All week long I have been haunted by Talk To Me, a brilliant understated movie in which Don Cheadle plays Petey Greene, an ex-con turned famous Washington D.C. disc jockey. The film documents his release from prison and subsequent friendship with Dewey Hughes played by Chiwetel Elijofor. Greene's star rises in that predictable fashion of movies and life, but he tanks on the Johnny Carson show, the moment that Hughes has worked for to make him famous, a vicarious thrill shown in sad splendor when Hughes takes a spin in Johnny's chair when he thinks no one is watching during dress rehearsal. The two part ways after this debacle of disappointment, but get together in the end before Petey G. dies an early death from hard living. In the interim, Hughes finds his own voice in radio and dumps the Uncle Tom outfits for the occasional dashiki. Even so, he still watches Carson late into the night. His soul is, for all intents and purposes, split. This formula is nothing new, but at the end, I found myself oddly affected by the eulogy at Petey's funeral, a rehash of his old radio sign off, and found myself trying not to cry like during E.T. when I went with a group of friends and prided myself on being the toughest one, all the while digging in my hand, physical pain replacing the emotional turmoil.

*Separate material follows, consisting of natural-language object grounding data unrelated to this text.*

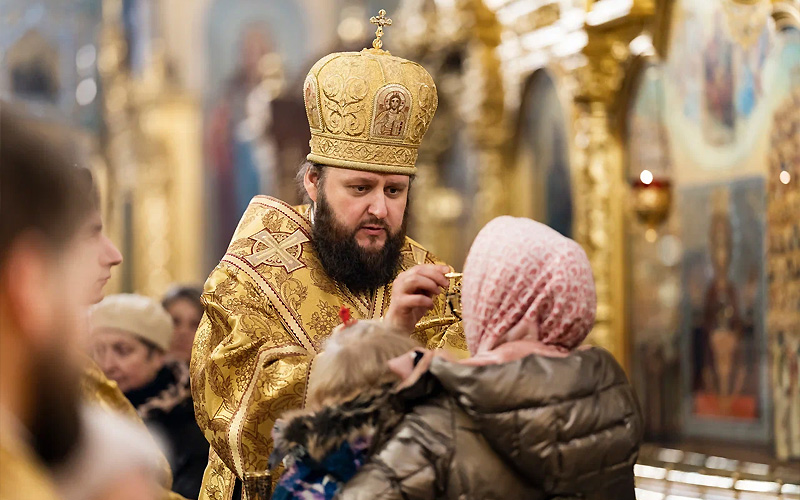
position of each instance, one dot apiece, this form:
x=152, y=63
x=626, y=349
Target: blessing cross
x=279, y=250
x=380, y=21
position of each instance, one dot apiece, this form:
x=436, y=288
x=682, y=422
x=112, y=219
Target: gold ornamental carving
x=368, y=110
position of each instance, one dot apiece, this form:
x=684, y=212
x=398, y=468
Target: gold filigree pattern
x=344, y=103
x=365, y=152
x=428, y=102
x=262, y=329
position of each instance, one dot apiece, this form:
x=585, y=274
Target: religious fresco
x=723, y=280
x=49, y=59
x=391, y=108
x=719, y=76
x=698, y=291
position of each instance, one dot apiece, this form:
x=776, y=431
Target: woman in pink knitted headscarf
x=526, y=289
x=529, y=416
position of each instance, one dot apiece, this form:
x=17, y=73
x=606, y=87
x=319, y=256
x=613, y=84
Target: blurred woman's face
x=125, y=359
x=185, y=320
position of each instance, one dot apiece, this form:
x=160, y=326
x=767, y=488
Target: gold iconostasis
x=661, y=135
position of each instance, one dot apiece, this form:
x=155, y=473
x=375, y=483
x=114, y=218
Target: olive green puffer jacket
x=536, y=428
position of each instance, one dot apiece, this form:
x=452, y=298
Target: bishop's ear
x=311, y=182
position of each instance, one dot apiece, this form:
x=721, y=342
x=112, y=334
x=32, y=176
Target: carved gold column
x=601, y=186
x=154, y=187
x=484, y=111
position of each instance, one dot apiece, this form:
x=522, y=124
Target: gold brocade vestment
x=269, y=308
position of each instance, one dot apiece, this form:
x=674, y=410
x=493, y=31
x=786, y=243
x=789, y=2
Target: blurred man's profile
x=44, y=292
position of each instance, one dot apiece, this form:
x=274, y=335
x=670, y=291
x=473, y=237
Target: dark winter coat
x=165, y=406
x=535, y=428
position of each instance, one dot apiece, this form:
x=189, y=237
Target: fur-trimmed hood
x=315, y=435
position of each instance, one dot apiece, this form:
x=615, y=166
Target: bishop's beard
x=345, y=261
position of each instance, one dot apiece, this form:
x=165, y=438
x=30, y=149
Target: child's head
x=355, y=360
x=523, y=279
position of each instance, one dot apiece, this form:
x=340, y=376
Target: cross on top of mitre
x=380, y=21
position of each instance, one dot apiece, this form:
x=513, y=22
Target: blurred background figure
x=117, y=460
x=183, y=305
x=130, y=338
x=44, y=292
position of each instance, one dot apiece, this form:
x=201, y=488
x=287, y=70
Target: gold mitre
x=368, y=110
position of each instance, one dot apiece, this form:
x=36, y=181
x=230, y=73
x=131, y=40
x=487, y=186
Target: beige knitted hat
x=134, y=314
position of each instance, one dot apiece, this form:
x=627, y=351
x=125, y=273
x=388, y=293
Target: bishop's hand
x=412, y=294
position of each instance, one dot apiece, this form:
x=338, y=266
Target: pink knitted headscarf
x=520, y=270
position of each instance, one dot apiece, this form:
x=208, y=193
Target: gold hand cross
x=380, y=21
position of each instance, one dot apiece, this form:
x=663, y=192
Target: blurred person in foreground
x=116, y=460
x=130, y=337
x=186, y=309
x=44, y=294
x=96, y=388
x=531, y=416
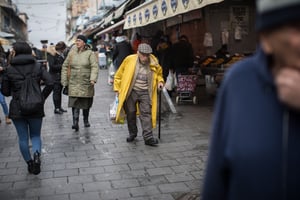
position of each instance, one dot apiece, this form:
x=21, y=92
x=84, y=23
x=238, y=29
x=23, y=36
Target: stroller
x=186, y=86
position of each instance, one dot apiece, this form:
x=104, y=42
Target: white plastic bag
x=113, y=108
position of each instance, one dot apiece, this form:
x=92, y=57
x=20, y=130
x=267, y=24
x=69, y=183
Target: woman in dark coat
x=28, y=126
x=55, y=71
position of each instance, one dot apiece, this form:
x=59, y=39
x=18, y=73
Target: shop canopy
x=156, y=10
x=112, y=28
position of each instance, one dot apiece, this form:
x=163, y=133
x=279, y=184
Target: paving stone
x=55, y=197
x=68, y=188
x=80, y=179
x=115, y=194
x=77, y=165
x=97, y=186
x=185, y=168
x=160, y=171
x=107, y=176
x=37, y=192
x=173, y=187
x=152, y=180
x=125, y=183
x=115, y=168
x=85, y=195
x=65, y=172
x=144, y=191
x=133, y=174
x=165, y=163
x=179, y=177
x=91, y=170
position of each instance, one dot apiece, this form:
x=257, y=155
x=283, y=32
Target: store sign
x=155, y=10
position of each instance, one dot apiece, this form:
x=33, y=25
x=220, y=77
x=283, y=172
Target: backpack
x=31, y=99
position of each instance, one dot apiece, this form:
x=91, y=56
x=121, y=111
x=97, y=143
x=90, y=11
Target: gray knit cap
x=273, y=13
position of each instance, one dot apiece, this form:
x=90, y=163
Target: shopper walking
x=83, y=74
x=136, y=82
x=28, y=126
x=55, y=71
x=3, y=65
x=255, y=145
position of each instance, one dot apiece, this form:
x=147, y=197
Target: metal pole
x=159, y=114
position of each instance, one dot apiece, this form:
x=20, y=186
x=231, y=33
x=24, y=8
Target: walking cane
x=159, y=114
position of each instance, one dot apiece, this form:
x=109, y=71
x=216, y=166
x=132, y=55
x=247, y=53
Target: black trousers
x=57, y=93
x=143, y=100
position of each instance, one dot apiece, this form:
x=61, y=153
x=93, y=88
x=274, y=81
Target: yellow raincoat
x=124, y=77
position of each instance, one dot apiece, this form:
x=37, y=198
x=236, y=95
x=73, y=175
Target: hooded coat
x=255, y=143
x=84, y=69
x=13, y=80
x=123, y=80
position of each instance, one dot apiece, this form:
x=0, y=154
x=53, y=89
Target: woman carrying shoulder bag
x=82, y=76
x=29, y=126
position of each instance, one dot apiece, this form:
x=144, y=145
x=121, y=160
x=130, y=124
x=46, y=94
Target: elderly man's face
x=144, y=58
x=79, y=43
x=284, y=45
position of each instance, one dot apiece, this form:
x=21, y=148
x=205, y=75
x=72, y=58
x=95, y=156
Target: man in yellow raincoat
x=136, y=83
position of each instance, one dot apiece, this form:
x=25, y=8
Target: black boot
x=75, y=112
x=86, y=117
x=36, y=163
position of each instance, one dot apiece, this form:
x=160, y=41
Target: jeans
x=29, y=128
x=144, y=103
x=3, y=104
x=57, y=89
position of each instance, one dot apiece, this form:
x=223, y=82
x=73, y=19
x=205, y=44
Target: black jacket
x=13, y=80
x=121, y=51
x=55, y=67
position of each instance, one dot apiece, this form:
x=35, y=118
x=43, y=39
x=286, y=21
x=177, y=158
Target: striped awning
x=157, y=10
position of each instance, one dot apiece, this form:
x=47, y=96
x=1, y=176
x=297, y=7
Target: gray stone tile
x=91, y=170
x=68, y=188
x=173, y=187
x=165, y=163
x=55, y=197
x=80, y=179
x=160, y=171
x=141, y=165
x=179, y=177
x=125, y=183
x=152, y=180
x=85, y=195
x=144, y=191
x=65, y=172
x=115, y=194
x=97, y=186
x=116, y=168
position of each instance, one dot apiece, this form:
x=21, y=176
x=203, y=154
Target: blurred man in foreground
x=255, y=145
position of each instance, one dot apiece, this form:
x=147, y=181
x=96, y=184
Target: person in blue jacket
x=254, y=150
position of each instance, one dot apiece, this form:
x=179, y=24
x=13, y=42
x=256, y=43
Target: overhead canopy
x=111, y=28
x=157, y=10
x=6, y=35
x=116, y=14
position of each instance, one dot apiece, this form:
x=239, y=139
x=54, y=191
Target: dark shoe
x=30, y=166
x=36, y=163
x=130, y=138
x=86, y=124
x=75, y=126
x=62, y=110
x=57, y=111
x=151, y=142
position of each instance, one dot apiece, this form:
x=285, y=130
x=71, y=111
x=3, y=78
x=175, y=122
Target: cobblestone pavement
x=97, y=163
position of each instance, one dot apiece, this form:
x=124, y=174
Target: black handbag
x=66, y=90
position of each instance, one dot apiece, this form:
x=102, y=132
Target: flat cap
x=274, y=13
x=144, y=48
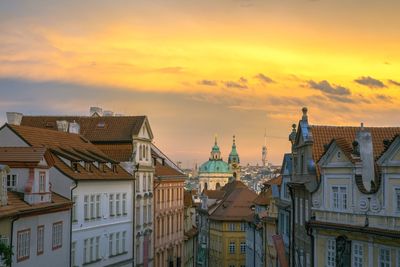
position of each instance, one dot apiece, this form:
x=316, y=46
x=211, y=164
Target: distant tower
x=264, y=150
x=234, y=161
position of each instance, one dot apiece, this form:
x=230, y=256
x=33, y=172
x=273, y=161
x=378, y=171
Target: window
x=384, y=257
x=92, y=204
x=40, y=239
x=243, y=247
x=74, y=209
x=397, y=199
x=23, y=244
x=331, y=253
x=124, y=241
x=117, y=204
x=117, y=241
x=73, y=254
x=111, y=205
x=42, y=182
x=98, y=205
x=86, y=207
x=339, y=197
x=357, y=255
x=12, y=181
x=57, y=235
x=111, y=244
x=306, y=210
x=124, y=208
x=232, y=247
x=301, y=211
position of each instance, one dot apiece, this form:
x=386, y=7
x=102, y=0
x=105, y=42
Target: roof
x=263, y=198
x=17, y=206
x=72, y=147
x=12, y=156
x=120, y=152
x=214, y=194
x=214, y=166
x=165, y=170
x=236, y=205
x=96, y=129
x=345, y=135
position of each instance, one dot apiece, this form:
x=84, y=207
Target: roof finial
x=304, y=118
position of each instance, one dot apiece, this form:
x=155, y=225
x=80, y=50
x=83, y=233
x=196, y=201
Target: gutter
x=70, y=223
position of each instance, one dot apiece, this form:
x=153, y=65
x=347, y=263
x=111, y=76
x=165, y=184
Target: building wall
x=50, y=257
x=221, y=236
x=104, y=225
x=169, y=222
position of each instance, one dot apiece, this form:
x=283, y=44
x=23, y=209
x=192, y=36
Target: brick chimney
x=14, y=118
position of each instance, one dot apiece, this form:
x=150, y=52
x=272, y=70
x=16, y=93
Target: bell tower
x=234, y=161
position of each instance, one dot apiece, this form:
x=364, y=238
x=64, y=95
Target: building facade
x=34, y=221
x=100, y=189
x=168, y=212
x=127, y=140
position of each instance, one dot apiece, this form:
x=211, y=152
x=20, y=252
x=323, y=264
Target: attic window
x=49, y=124
x=101, y=124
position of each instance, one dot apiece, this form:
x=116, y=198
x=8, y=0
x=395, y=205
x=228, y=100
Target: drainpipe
x=292, y=244
x=70, y=223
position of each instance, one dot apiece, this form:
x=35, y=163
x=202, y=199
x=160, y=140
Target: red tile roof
x=236, y=205
x=96, y=129
x=74, y=147
x=17, y=206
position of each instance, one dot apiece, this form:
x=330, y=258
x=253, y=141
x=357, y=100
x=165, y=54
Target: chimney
x=108, y=113
x=365, y=148
x=14, y=118
x=3, y=184
x=96, y=111
x=62, y=126
x=74, y=127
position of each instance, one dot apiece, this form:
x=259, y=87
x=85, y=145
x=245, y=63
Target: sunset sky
x=200, y=68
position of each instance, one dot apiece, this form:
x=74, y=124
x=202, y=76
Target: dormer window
x=12, y=182
x=42, y=182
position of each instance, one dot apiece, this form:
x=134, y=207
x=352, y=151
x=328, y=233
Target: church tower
x=234, y=161
x=264, y=150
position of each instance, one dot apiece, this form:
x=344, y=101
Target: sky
x=203, y=68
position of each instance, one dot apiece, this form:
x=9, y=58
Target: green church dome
x=214, y=166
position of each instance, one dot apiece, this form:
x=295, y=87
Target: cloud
x=232, y=84
x=326, y=88
x=384, y=98
x=208, y=82
x=370, y=82
x=394, y=82
x=264, y=78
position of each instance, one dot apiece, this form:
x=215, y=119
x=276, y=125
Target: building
x=263, y=227
x=101, y=191
x=34, y=221
x=127, y=140
x=215, y=173
x=356, y=206
x=168, y=211
x=284, y=205
x=190, y=229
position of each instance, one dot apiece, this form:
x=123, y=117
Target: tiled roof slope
x=22, y=154
x=96, y=129
x=73, y=146
x=345, y=134
x=236, y=205
x=17, y=206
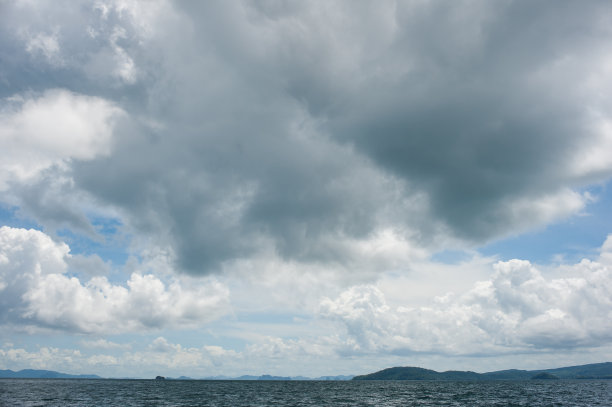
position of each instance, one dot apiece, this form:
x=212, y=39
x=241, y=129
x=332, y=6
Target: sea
x=109, y=392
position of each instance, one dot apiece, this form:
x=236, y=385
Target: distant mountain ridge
x=42, y=374
x=51, y=374
x=590, y=371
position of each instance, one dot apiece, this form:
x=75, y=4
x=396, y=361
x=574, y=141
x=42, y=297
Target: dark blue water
x=78, y=392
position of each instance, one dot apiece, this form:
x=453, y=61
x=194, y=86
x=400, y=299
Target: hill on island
x=591, y=371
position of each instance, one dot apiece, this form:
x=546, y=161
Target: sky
x=304, y=188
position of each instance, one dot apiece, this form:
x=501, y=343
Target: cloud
x=518, y=310
x=37, y=293
x=300, y=132
x=39, y=131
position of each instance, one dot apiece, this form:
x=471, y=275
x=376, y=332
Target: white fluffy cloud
x=308, y=130
x=518, y=310
x=38, y=131
x=37, y=292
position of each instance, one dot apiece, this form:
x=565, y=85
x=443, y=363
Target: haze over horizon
x=304, y=188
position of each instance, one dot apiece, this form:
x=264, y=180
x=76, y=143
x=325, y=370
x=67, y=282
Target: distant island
x=591, y=371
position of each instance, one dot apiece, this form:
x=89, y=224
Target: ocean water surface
x=80, y=392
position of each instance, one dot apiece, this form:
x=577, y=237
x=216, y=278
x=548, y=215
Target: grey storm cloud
x=283, y=126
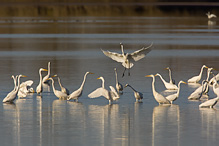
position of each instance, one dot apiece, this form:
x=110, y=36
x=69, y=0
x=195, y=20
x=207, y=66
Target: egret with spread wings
x=127, y=59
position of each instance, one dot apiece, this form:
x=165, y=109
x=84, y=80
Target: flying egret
x=158, y=97
x=138, y=95
x=173, y=97
x=77, y=93
x=45, y=79
x=170, y=75
x=168, y=86
x=127, y=59
x=209, y=103
x=196, y=79
x=119, y=86
x=59, y=94
x=109, y=95
x=12, y=95
x=63, y=89
x=210, y=16
x=39, y=88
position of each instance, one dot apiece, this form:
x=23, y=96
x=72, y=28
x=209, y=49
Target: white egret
x=45, y=79
x=138, y=95
x=25, y=88
x=59, y=94
x=158, y=97
x=209, y=103
x=168, y=86
x=173, y=97
x=212, y=79
x=39, y=88
x=77, y=93
x=215, y=88
x=210, y=16
x=109, y=95
x=63, y=89
x=196, y=79
x=127, y=59
x=12, y=95
x=170, y=75
x=197, y=94
x=119, y=86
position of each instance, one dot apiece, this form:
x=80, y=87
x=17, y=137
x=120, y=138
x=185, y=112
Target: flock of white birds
x=127, y=59
x=22, y=89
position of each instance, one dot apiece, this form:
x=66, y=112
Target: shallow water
x=73, y=46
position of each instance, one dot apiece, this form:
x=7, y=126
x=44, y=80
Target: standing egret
x=169, y=86
x=109, y=95
x=127, y=59
x=173, y=97
x=209, y=103
x=12, y=95
x=45, y=79
x=63, y=89
x=119, y=86
x=77, y=93
x=39, y=88
x=197, y=94
x=196, y=79
x=138, y=95
x=158, y=97
x=170, y=75
x=210, y=16
x=59, y=94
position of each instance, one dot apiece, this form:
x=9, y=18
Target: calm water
x=73, y=46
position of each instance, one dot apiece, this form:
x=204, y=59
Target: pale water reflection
x=183, y=44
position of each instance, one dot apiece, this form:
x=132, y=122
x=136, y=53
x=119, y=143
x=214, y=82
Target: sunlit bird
x=209, y=103
x=127, y=59
x=119, y=86
x=173, y=97
x=169, y=86
x=170, y=75
x=39, y=88
x=59, y=94
x=138, y=95
x=109, y=95
x=196, y=79
x=158, y=97
x=77, y=93
x=210, y=16
x=12, y=96
x=45, y=79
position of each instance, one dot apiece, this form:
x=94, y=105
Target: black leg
x=123, y=73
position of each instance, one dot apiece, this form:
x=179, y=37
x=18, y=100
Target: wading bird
x=39, y=88
x=127, y=59
x=109, y=95
x=11, y=97
x=138, y=95
x=196, y=79
x=158, y=97
x=173, y=97
x=77, y=93
x=168, y=86
x=119, y=86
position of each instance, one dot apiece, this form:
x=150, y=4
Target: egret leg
x=123, y=73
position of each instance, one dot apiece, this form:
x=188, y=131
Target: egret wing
x=115, y=56
x=139, y=54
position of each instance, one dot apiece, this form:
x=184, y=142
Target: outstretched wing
x=98, y=92
x=114, y=56
x=139, y=54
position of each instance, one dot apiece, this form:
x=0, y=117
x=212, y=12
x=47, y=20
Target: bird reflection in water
x=161, y=131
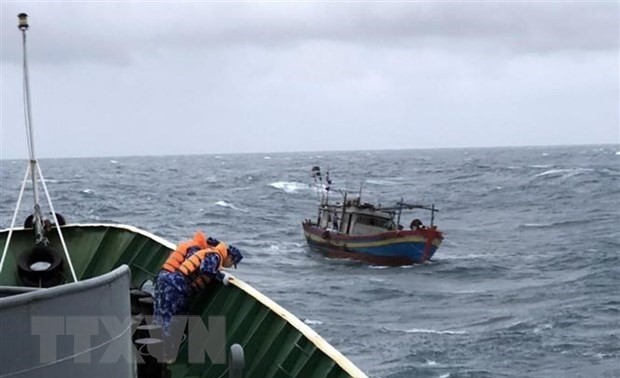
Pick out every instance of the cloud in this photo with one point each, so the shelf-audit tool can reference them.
(114, 33)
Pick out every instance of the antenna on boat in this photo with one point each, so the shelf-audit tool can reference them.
(33, 169)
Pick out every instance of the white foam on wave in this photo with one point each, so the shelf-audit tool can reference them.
(380, 182)
(565, 172)
(229, 205)
(434, 331)
(289, 186)
(312, 322)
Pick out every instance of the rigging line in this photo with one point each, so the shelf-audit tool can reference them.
(62, 239)
(20, 372)
(19, 200)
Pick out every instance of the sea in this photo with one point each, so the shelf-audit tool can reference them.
(525, 284)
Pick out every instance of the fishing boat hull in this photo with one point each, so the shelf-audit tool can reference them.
(392, 248)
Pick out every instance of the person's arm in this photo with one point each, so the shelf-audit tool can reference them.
(210, 267)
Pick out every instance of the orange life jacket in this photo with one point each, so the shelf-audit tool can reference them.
(191, 266)
(177, 257)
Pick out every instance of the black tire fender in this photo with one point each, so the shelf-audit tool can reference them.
(47, 277)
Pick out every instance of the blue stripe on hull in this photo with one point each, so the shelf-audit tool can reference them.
(393, 254)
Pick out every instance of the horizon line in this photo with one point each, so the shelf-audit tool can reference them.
(314, 151)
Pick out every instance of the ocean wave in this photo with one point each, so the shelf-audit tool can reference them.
(434, 331)
(564, 172)
(229, 205)
(555, 224)
(312, 322)
(289, 186)
(380, 182)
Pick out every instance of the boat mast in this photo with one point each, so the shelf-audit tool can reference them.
(34, 170)
(37, 218)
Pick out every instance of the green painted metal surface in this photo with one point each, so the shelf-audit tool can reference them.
(273, 345)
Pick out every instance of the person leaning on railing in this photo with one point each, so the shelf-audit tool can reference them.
(189, 268)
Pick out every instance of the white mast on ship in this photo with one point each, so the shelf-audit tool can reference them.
(33, 169)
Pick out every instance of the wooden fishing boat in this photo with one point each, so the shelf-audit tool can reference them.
(361, 231)
(57, 277)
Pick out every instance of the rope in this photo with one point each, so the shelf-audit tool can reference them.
(62, 239)
(19, 200)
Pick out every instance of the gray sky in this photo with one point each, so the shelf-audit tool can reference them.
(155, 78)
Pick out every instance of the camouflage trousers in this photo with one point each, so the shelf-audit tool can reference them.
(171, 298)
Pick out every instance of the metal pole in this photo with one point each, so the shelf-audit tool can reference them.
(38, 227)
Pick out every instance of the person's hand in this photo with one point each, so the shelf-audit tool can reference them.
(226, 279)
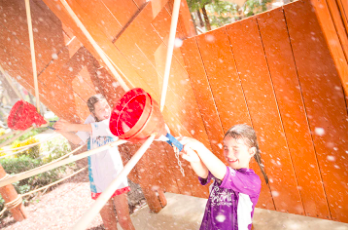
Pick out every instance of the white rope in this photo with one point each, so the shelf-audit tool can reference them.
(10, 82)
(95, 45)
(173, 25)
(8, 134)
(44, 168)
(32, 51)
(14, 203)
(106, 194)
(11, 154)
(54, 183)
(39, 189)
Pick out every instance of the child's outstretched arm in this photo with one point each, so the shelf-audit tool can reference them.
(100, 128)
(209, 160)
(65, 126)
(197, 165)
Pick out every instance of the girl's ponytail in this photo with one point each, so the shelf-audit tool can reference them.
(248, 134)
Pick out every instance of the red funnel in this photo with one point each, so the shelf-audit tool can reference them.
(136, 116)
(23, 115)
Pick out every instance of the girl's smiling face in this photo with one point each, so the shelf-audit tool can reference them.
(237, 153)
(102, 110)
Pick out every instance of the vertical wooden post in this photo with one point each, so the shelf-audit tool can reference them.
(9, 194)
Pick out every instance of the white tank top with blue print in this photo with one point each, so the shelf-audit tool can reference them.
(103, 167)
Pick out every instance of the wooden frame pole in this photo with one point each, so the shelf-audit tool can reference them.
(32, 52)
(173, 26)
(33, 172)
(95, 45)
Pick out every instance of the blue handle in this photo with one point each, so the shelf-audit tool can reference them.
(50, 126)
(174, 141)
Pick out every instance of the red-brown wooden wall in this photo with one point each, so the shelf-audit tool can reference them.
(273, 71)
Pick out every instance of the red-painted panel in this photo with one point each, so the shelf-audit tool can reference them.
(324, 103)
(214, 48)
(253, 72)
(287, 89)
(102, 17)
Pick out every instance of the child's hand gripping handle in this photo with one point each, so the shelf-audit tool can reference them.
(172, 140)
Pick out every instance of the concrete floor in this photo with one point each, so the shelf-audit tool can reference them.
(185, 212)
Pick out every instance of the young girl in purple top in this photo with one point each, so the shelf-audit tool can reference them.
(236, 187)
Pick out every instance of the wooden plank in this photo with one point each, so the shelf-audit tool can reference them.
(328, 28)
(102, 16)
(343, 5)
(287, 89)
(339, 20)
(324, 102)
(219, 64)
(139, 3)
(204, 98)
(48, 34)
(161, 25)
(122, 10)
(222, 75)
(253, 72)
(96, 33)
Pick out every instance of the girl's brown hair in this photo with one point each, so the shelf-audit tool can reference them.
(92, 101)
(248, 135)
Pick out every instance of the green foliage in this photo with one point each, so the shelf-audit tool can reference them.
(221, 12)
(32, 132)
(198, 4)
(57, 148)
(33, 152)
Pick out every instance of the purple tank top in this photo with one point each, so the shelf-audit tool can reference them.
(221, 209)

The movie has funny parts, lots of them, but it can't shake the feeling of something lost, wounded and broken. "Sometimes I miss that itty-bitty room with the record player and the phone," says Petey when he starts to make it big, a man who is in over his head. We miss it too, I'm afraid, the fleeting beauty of the radio whispering in and out of our days. There are so many voices we grow dependent on, the reliability of which is always in jeopardy because of the demands of life, the toll of addiction, the sure finality of death. When we hear something wonderful and new and true, we know it won't last because it can't. Petey often plays Sam Cooke's "A Change Is Gonna Come," one of the most hopeful and saddest songs I know. It's the kind of song that you listen to when you're alone in an itty-bitty room, the big world outside, and you know that at some point you have to step into it and nothing will ever be the same again.

Michelle's Spell of the Day
"If you don't live it, it won't come out of your horn." Charlie Parker

Cocktail Hour
Drinking essay collection suggestion: The Honeymoon Is Over edited by Andrea Chapin and Sally Wolford-Girand

Benedictions and Maledictions
Happy Sunday!

8 comments:

Charles Gramlich said...

"A change is gonna come." About as close to a prayer as one can get.

paul said...

myCajunQ
DTown
PTwon
RadioSad
OMightyEyes
Shazammmmmmmm
R2C2FOxlyLadyD!!!

fotoface said...

gosh
don't mean to be rude, but you beautiful

fotoface said...

sorry should read YOU'RE beautiful

Alice Cooper said...

When Steven Spielberg was an eight-year-old he looked just like E.T.

the walking man said...

It is as big a world as you want to make it. It's your world, but the changes that matter, are only the changes we fear the rest is just a small room with a radio that sometimes plays sad songs and sometimes happy ones that make you dance around. Just life and what it is you strive for.

Peace

mark

Marks Music Moment: Diamond Dogs--David Bowie

Cheri said...

Watch Party Monster, which features Seth Green and Macaulay Culkin (who turned 27 today, 4 years my senior.) That movie reminds me of the scenes you've talked about from the Don Cheadle movie.

Stephanie said...

I've been lurking here for a while, but didn't have a blog yet. I loved your "can this marriage be saved" post and I love this one too.

Once long ago, while having my first and scary trip on purple mescaline, the only thing my mind could hold onto was the voice of the DJ. After a while, I was able to dial the phone and that sympathetic voice became a sympathetic ear. He talked me down for 3 hours. I'll never forget him.